名門ローマとイタリア代表の未来を担うと期待される超逸材も、まだ21歳の青年であることは変わらない。恋人と夜に出かけることもあるのは当然だ。

 ただ、新型コロナウイルスの感染拡大防止が社会的に求められるなか、マスクを着用していない姿がインターネットで出回れば印象が悪い。さらに、タバコらしきものに火をつける様子の動画が出回ったのだからなおさらだ。

『Gazzetta dello Sport』紙や『Corriere dello Sport』紙などイタリア・メディアによると、ニコロ・ザニオーロがローマの有名店で夜遊びしていた様子の動画がインターネットで出回った。

 動画のザニオーロはマスクをしておらず、盛り上がる中で恋人たちと踊ったとされている。新型コロナの感染予防上、疑問視されかねない行動だ。また、前述のように、動画からは喫煙した様子もうかがえる。アスリートの喫煙を周囲がよく思わないのは当然だろう。
 
 1月に負傷で長期離脱を余儀なくされたザニオーロは、コロナ禍による異例のシーズン延長で今シーズン中の復帰を遂げた。7月11日のブレッシャ戦では復帰後初ゴールを決め、22日のスパル戦では単独でのドリブル突破からのシュートが大きな賛辞を集めた。

 改めてその才能が絶賛されたザニオーロだが、15日のヴェローナ戦では試合中の姿勢をチームメートから叱責され、さらにパウロ・フォンセカ監督からも公に批判された。一部のチームメートとの関係悪化や、さらには去就問題まで取りざたされている。

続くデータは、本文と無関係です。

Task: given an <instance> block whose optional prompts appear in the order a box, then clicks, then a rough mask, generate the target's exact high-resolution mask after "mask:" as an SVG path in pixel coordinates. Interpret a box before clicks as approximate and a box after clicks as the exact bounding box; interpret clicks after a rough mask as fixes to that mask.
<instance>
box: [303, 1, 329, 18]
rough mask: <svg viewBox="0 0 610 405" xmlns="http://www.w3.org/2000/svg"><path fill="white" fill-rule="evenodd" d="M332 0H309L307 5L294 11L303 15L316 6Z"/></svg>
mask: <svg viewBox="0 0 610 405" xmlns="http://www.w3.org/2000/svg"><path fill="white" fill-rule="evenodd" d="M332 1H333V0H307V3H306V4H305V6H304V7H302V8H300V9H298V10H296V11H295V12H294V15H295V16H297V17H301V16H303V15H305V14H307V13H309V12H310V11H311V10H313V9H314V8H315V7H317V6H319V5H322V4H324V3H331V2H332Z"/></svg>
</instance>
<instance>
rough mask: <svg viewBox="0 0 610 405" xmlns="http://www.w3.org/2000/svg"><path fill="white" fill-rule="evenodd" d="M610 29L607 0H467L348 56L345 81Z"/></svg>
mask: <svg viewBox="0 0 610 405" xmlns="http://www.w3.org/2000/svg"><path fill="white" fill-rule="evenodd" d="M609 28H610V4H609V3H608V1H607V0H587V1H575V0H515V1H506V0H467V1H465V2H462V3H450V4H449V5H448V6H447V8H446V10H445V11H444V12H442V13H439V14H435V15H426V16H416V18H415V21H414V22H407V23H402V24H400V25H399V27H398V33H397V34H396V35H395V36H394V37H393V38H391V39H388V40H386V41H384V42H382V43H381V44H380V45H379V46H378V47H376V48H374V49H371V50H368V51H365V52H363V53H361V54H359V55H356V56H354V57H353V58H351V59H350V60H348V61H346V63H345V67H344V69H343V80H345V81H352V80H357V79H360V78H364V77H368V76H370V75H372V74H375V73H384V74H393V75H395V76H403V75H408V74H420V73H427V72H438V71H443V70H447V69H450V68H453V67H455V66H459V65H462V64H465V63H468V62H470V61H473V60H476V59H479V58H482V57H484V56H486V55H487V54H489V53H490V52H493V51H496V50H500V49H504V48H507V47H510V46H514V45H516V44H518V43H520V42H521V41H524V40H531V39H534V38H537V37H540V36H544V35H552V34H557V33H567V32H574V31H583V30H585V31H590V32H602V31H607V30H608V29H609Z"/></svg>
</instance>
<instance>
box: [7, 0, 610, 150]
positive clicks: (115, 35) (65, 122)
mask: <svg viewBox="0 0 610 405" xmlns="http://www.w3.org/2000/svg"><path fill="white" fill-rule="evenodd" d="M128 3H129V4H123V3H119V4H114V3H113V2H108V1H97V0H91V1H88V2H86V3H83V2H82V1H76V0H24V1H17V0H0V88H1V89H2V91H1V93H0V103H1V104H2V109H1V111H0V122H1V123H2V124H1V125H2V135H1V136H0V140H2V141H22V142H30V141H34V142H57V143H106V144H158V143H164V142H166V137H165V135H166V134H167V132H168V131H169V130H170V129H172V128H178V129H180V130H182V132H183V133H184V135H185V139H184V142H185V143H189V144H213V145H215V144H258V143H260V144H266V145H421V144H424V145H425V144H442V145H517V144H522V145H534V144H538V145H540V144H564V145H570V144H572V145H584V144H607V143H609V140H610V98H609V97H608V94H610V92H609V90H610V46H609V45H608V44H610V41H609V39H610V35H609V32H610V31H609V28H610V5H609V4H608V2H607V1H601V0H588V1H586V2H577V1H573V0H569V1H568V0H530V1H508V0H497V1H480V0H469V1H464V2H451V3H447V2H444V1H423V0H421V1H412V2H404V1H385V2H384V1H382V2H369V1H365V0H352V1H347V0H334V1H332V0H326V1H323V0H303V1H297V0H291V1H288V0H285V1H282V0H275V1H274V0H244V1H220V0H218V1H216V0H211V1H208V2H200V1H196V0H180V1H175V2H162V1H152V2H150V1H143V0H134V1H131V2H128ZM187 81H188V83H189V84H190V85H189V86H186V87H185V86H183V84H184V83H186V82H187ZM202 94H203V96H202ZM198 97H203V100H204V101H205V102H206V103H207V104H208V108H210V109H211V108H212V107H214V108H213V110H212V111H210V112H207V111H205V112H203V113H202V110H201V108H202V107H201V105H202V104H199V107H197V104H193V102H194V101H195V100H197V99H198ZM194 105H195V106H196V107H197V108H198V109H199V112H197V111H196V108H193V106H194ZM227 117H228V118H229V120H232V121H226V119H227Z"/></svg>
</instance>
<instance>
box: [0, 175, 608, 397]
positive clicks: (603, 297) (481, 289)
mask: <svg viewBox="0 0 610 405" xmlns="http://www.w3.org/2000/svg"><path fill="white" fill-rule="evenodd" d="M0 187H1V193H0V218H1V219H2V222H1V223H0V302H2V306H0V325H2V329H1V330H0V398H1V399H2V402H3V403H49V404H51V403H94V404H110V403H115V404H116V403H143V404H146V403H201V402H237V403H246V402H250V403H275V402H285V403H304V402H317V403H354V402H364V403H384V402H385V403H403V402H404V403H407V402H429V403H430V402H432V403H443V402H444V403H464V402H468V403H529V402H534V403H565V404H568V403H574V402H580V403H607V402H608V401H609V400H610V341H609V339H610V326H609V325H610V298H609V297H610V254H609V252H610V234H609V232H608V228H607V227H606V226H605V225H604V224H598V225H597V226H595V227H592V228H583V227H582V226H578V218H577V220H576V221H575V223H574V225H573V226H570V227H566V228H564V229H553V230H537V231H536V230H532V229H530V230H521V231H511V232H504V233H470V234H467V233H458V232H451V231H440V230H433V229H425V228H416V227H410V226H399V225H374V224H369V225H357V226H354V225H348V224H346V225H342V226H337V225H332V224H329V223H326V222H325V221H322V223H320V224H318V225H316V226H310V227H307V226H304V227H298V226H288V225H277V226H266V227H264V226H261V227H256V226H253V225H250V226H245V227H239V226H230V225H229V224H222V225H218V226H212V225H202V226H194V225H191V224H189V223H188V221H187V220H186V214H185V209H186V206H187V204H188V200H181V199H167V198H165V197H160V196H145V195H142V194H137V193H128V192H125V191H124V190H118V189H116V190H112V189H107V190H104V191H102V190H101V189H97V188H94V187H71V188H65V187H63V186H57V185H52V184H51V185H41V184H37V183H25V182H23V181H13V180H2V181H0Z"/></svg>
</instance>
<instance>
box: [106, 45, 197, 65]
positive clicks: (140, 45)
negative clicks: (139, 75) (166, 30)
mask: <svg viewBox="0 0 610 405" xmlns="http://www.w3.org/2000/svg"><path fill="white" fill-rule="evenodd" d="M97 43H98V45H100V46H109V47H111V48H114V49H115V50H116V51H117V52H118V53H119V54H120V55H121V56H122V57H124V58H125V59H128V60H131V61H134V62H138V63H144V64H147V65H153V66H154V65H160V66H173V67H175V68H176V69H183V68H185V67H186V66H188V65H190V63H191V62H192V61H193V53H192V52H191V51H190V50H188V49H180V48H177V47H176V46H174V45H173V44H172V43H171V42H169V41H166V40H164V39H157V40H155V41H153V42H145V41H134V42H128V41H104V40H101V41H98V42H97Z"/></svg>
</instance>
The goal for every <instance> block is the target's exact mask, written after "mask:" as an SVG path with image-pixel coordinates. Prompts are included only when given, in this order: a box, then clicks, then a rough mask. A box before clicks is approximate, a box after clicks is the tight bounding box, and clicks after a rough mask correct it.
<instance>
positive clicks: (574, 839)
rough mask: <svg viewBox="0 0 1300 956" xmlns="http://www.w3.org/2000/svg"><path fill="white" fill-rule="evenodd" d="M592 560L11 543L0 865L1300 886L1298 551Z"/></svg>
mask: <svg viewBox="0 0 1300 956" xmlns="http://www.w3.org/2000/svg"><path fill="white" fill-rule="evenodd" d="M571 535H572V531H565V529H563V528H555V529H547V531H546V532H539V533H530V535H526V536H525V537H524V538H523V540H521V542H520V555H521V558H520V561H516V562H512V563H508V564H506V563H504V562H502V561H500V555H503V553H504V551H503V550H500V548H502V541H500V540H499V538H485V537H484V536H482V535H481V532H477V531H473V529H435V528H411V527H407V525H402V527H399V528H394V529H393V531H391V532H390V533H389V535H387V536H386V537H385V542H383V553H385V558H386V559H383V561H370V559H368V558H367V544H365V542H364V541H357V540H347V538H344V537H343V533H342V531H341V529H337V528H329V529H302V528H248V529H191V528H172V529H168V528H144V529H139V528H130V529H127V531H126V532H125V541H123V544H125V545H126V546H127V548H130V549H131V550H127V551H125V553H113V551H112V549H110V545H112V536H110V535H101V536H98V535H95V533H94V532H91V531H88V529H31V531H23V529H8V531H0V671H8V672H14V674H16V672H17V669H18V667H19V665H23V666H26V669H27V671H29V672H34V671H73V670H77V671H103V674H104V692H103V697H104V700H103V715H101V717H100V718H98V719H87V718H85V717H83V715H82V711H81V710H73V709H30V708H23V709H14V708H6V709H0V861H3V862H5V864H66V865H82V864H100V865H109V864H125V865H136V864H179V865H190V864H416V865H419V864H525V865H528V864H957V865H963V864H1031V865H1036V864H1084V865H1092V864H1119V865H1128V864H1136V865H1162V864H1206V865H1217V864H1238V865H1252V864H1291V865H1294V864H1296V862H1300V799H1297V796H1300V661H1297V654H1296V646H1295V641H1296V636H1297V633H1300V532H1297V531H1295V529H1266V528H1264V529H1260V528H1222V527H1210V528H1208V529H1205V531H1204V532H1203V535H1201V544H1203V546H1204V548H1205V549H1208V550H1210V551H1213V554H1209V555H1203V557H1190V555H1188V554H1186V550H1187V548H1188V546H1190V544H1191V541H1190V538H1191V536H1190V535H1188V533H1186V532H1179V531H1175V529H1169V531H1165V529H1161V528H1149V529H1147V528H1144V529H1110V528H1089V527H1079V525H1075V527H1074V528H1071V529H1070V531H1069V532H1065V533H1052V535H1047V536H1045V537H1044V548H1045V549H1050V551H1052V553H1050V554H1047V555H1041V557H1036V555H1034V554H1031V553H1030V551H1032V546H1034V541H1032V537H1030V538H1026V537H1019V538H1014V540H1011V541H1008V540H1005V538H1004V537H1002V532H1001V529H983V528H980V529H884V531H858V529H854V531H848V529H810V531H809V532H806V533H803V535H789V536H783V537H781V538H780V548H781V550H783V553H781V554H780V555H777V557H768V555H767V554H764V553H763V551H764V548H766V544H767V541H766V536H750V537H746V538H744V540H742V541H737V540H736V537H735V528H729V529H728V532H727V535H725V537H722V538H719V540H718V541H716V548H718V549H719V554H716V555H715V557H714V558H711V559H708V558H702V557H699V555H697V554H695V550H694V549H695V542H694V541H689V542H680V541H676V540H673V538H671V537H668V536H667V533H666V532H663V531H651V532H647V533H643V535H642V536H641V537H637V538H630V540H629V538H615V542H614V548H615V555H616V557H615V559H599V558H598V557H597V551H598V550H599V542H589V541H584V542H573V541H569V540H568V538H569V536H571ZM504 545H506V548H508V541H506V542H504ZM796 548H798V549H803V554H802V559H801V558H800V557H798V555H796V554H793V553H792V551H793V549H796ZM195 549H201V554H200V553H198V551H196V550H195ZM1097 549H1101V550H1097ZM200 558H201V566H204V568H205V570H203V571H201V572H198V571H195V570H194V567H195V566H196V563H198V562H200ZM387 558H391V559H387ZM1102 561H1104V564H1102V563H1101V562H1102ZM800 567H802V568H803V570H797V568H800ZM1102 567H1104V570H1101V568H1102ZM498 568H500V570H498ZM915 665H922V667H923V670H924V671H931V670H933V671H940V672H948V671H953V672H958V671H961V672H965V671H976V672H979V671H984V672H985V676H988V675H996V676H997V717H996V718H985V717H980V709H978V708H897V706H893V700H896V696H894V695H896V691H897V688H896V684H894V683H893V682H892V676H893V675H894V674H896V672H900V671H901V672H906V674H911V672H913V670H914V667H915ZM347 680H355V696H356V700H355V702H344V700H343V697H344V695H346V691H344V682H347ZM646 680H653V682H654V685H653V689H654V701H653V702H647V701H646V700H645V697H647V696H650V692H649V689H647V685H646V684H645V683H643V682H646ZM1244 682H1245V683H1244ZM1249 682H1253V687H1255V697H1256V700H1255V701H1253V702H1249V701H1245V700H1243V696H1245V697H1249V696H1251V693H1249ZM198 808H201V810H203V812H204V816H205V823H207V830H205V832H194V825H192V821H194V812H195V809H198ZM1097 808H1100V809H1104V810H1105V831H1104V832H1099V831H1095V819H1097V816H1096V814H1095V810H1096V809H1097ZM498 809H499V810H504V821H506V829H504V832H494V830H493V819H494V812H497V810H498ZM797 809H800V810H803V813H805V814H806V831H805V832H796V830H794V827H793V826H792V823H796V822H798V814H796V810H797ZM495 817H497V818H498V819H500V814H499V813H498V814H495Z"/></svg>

そんななかでの動画流出が注目されるのは避けられない。

 ただ、『Corriere dello Sport』紙によると、ローマの事情聴取に対し、ザニオーロは常習的な喫煙者ではなく、恋人のタバコを「味わっただけ」だと説明。マスクをしていなかったことについては、屋外レストランでマスクをしている人はいないと強調したようだ(同紙も「そしてそれは本当のことだ」と添えた)。クラブが処分を科すことはないという。

 なお、『Gazzetta dello Sport』紙は、28日の新型コロナウイルスの検査でザニオーロが陰性だったと報じている。また、両紙は、地元サポーターがザニオーロに対して擁護的だとも伝えた。

 それでも、セリエAでの5位確保とヨーロッパリーグでの躍進を目指すクラブとフォンセカは、ピッチ外で騒ぎを起こしてほしくないというのが本音だろう。